As for the future, 55 percent of the world’s people now inhabit cities, with a projected increase to 68 percent by 2050. Car-based urbanization drives consumption of fossil fuels, especially because cities are not designed centrally for public transportation. And, as Pirani underscores, governments, developers, and corporate interests, not the individuals who live in them, shape the design of cities and constrain individual choice.

U.S. tax policy and subsidies enabled all early fossil fuel and nuclear energy transitions, whereas government support for emerging renewables pales in comparison. This is, as Pirani’s comparative data substantiates, a global phenomenon. In the United States,opponents of renewable technologies, promoters of fossil fuels and nuclear power, and diehard critics of government subsidies to renewable technologies have branded federal energy subsidies as an unfair handout to the solar and wind sector. In their view, these subsidies are a welfare program, giving an advantage to the renewables industry that would collapse if it had to compete with coal, oil, gas and nuclear.

However, a historical study of government subsidies to all energy technologies, not included in “Burning Up,” easily trounces this myth. Federal incentives for the first 15 years of subsidy life were five times greater for oil and gas and 10 times greater for nuclear power than for emerging renewable technologies. Indirect government support for fossil fuels and nuclear includes land grants for early timber and railroads for coal and other fuels. Early government-supported research and development for these energy industries was significantly greater than for renewables and efficiency. Moreover, there is no counterpart in renewable energy subsidies to the $7.3 trillion spent by the U.S. Department of Defense from 1976 through 2007 patrolling the Persian Gulf to protect U.S. oil shipments.

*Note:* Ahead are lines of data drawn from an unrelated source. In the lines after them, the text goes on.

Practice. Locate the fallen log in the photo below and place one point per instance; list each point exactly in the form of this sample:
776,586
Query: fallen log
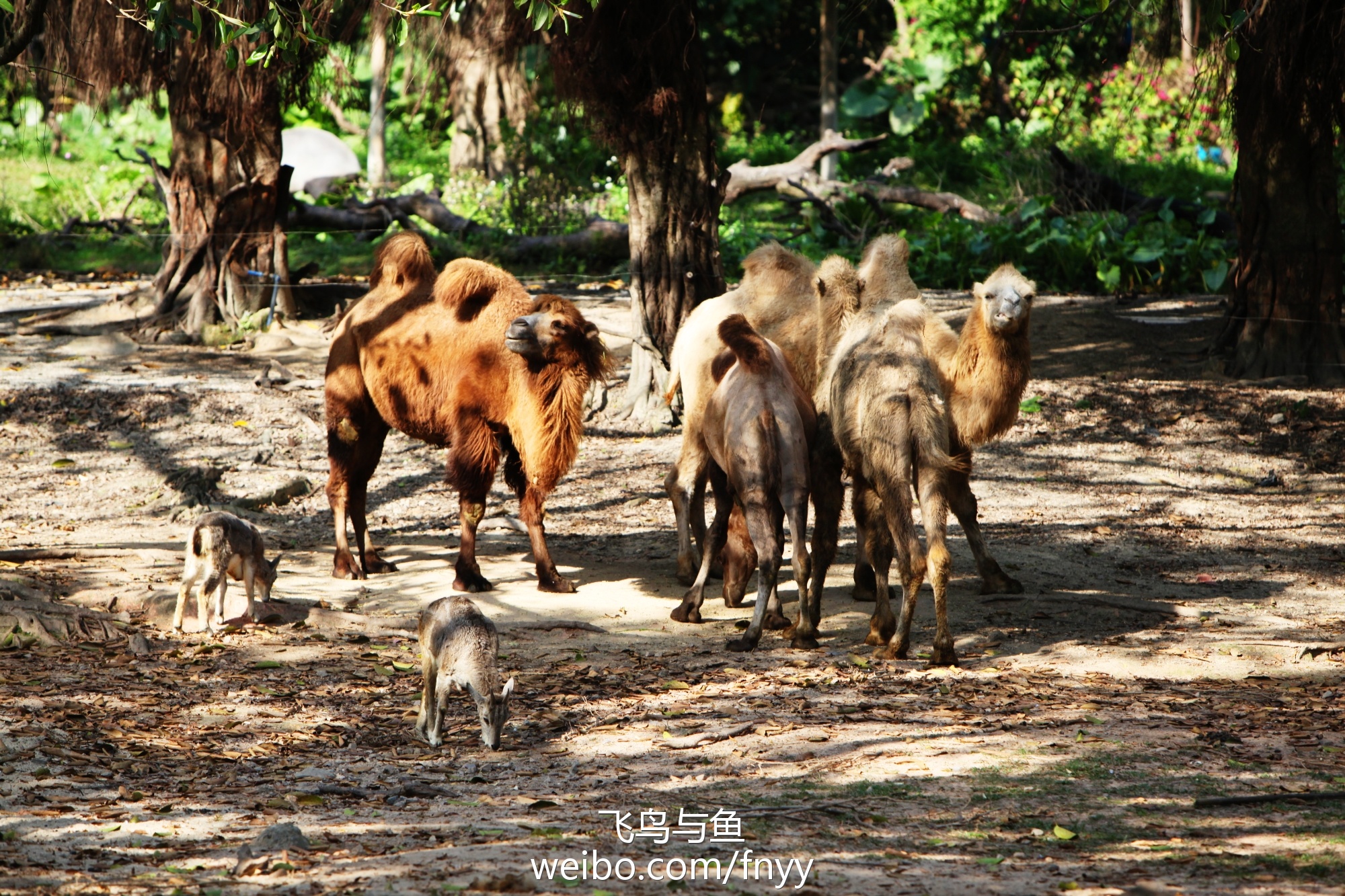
599,240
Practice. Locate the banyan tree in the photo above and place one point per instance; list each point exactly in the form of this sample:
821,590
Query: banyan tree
225,73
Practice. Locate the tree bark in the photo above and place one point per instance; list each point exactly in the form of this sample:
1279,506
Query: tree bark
829,79
488,89
1285,315
379,64
221,188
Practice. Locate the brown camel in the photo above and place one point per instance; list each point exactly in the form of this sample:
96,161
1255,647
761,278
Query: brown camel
778,299
471,362
891,427
757,427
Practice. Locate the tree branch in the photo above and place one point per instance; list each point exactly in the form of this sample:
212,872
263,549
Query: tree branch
747,178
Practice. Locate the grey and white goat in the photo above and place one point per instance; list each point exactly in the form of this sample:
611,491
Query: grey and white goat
459,646
223,546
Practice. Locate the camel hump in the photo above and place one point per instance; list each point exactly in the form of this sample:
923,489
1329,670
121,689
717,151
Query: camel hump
748,348
773,268
467,282
403,260
886,274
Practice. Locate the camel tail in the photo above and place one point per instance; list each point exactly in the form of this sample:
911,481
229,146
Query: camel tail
929,430
747,345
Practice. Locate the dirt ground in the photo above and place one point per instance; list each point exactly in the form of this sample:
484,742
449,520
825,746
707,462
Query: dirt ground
1182,635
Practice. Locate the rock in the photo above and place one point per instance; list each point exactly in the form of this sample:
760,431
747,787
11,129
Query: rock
275,374
266,342
278,838
114,345
313,771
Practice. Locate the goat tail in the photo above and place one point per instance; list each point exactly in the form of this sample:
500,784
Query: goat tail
747,345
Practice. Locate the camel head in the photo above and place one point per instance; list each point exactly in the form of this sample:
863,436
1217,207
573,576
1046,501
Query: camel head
558,334
1005,300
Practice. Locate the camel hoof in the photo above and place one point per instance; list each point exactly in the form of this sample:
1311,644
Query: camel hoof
742,645
377,565
473,584
1001,584
945,657
685,612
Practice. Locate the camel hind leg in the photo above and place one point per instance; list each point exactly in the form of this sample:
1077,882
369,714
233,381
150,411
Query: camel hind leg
471,469
354,447
934,510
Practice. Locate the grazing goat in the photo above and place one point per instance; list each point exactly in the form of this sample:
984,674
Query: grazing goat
470,362
223,546
459,646
757,424
890,423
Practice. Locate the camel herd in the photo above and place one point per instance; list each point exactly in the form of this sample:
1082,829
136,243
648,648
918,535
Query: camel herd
800,376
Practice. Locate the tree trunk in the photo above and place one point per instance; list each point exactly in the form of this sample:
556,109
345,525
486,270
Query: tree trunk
489,92
379,64
829,92
1188,30
1286,306
221,189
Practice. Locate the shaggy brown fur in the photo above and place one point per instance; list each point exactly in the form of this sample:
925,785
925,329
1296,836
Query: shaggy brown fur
474,364
758,425
890,423
983,373
778,299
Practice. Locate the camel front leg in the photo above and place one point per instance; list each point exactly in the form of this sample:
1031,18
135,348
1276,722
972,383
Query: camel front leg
964,503
868,512
532,513
685,486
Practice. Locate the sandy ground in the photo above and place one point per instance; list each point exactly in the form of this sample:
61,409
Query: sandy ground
1180,637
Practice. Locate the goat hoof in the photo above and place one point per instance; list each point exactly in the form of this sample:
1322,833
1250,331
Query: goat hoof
1001,584
685,612
473,584
559,585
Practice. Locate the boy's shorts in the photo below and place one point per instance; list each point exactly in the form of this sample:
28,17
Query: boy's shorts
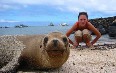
80,33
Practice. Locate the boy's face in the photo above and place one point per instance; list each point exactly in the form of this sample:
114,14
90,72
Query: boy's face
82,20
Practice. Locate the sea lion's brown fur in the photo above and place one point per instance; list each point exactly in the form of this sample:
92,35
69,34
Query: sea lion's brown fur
45,51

Finally, as many researchers predating Pirani have attested, the fossil fuel and nuclear power industries are not held financially liable for premature deaths and morbidity from air pollution from fossil fuel combustion, or for the costs of ultimate disposal of nuclear waste. Nor do the fossil fuel industries pay their fair share for their role in the record loss of species and coral reefs, the fivefold increase in natural disasters since 1970, and property damage due to global warming emissions.

Pirani’s closing chapters reinforce his opening message. Corporate capitalism and political elites have led us, by their dominant choice of fossil fuel-based energy and technology, to the point of “burning up.” Given they are leading the human race (and many other species) to extinction, he urges us to take the road less traveled: “… [T]he decisive actor [must be] society—all of it collectively—rather than political elites.”

I am reminded here of the precocious Greta Thunberg, the 15-year-old Swedish climate activist speaking at the U.N. climate conference in 2018 on behalf of the global youth climate movement. Every day the world uses some 100 million barrels of oil, yet “there are no politics to change that, no politics to keep the oil in the ground,” she said. “Since our leaders are behaving like children, we will have to take the responsibility they should have taken long ago. There is no time to continue down this road of madness. We have come to let them know that change is coming whether they like it or not. The people will rise to the challenge.” Since her speech tens of thousands of young students across the world are following her example, strikingfrom school one day a week to pressure their governments to abide by their commitments to reduce climate change emissions.

Pirani concludes with steps to “breaking the resistance of incumbent interests” that are disappointingly general and, thus, not quickly actionable. In the spirit of his conclusion, I would point to a few recent standouts of taking action and taking back our future: the pragmatic and progressive Green New Deal; the meteoric rise of young political action groups like the Sunrise Movement in the U.S.; and the infectious youth climate action lawsuit Juliana v. U.S., filed by children and young adults against the U.S. government for failing to limit the effects of climate change on human health. May we be spared the time needed—given the rapidity of climate breakdown—to disrupt the hold of corporate wealth and power.